His swing flaws are classic. He’s over the top, outside-in, a weak and wild chicken-winging caster. He’s a chunker when he’s not a skuller, a slicer when he’s not a hooker. He’s stuck, he’s blocking, he’s messed up … in ways he’s not even sure he’s using the right words to describe.
When he manages a good shoulder turn, he forgets to turn his lower body back to the ball. If he stays in his posture, like he knows he should, he’s stiff and jerky and snappy. When he tries to “just swing easy,” he forgets to swing the club at all.
He’s got too many swing thoughts and not enough focus. He’s not having any fun.
Golf is the damnedest game, and he has the damnedest time playing it. He’s quit the game for good too many times to count ... always, remarkably, one less time than he’s picked it up again.
Now, he’s not quitting the game. He’s just putting it aside … getting his life and priorities and sagging physique back in order. He’ll be back to the golf course … in February, maybe, or March.

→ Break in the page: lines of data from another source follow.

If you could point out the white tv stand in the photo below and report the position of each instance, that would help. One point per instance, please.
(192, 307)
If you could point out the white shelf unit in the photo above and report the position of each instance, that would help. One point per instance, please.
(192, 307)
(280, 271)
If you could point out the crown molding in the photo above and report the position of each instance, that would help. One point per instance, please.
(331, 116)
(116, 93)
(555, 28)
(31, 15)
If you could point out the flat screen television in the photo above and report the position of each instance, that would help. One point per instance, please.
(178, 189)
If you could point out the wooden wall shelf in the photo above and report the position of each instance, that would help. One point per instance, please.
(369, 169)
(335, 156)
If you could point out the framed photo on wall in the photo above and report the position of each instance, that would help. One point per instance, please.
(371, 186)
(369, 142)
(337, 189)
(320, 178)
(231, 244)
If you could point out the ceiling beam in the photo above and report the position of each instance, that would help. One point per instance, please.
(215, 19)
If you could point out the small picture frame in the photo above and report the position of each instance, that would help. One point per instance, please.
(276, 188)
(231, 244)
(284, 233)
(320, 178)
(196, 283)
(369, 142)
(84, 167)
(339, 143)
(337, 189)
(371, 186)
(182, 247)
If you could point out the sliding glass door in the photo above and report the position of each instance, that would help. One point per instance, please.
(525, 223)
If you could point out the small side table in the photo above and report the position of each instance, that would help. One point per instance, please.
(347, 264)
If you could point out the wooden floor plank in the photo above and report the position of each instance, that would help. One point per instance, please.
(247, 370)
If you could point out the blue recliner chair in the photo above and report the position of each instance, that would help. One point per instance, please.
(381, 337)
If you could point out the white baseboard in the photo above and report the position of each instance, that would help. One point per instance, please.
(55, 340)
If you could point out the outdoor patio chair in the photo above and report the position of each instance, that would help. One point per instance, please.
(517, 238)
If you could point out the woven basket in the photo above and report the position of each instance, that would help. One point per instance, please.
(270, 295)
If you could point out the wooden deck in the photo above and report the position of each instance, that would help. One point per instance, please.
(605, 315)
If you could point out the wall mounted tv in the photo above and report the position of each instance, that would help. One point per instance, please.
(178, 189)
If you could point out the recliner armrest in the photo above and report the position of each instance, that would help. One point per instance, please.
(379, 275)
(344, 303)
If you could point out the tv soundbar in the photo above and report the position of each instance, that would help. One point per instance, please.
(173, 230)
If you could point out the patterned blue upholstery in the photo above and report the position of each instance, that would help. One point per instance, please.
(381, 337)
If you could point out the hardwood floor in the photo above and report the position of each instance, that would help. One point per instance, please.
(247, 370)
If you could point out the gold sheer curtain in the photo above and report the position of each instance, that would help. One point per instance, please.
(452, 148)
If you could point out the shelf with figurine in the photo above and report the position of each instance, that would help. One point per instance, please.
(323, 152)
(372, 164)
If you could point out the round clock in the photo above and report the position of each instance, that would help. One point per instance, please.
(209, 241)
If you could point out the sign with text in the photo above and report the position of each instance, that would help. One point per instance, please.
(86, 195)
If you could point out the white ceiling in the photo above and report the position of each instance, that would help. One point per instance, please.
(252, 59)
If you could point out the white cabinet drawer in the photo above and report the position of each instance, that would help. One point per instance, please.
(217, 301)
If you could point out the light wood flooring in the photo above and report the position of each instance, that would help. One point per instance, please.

When he returns, he vows, he’ll have a new, practiced golf swing, a freshened attitude, a fabulous love life and untold riches.
He’d settle for the new golf swing.
To get there, he’s first going to put his golf bag in the shed and leave it there. He’s going to work out, on the theory that a stronger body builds stronger and better habits. He’s going to do strength training, cardio, maybe even yoga.
He’s not going to touch a golf club until he’s ready to face the music with a teaching pro.
He’s been to pros before … at least a half-dozen. All nice people, and he’s gotten something of value from each of them … the super-fluid whoosh-before-the-ball turn-around-your-torso firm-wrist stuff that ought to stick to him.
If they saw him now, what could they say but, “Have I taught you nothing?” That’s why he might pick a teacher he’s never had before, a guy with no history of failure at fixing his particular swing.
And he’ll practice. He’ll He’s going to practice correctly. He’ll work on his short game more than his long game, on putting more than pounding balls.
When he finally steps up to a tee box for a real round of golf, in February, maybe March, he’ll be calm, serene, cool and composed, because he’ll have a new game. All the rest of the pieces of his life will fall right into place.
And a golf course in the late afternoon sun will still be a fine place to be.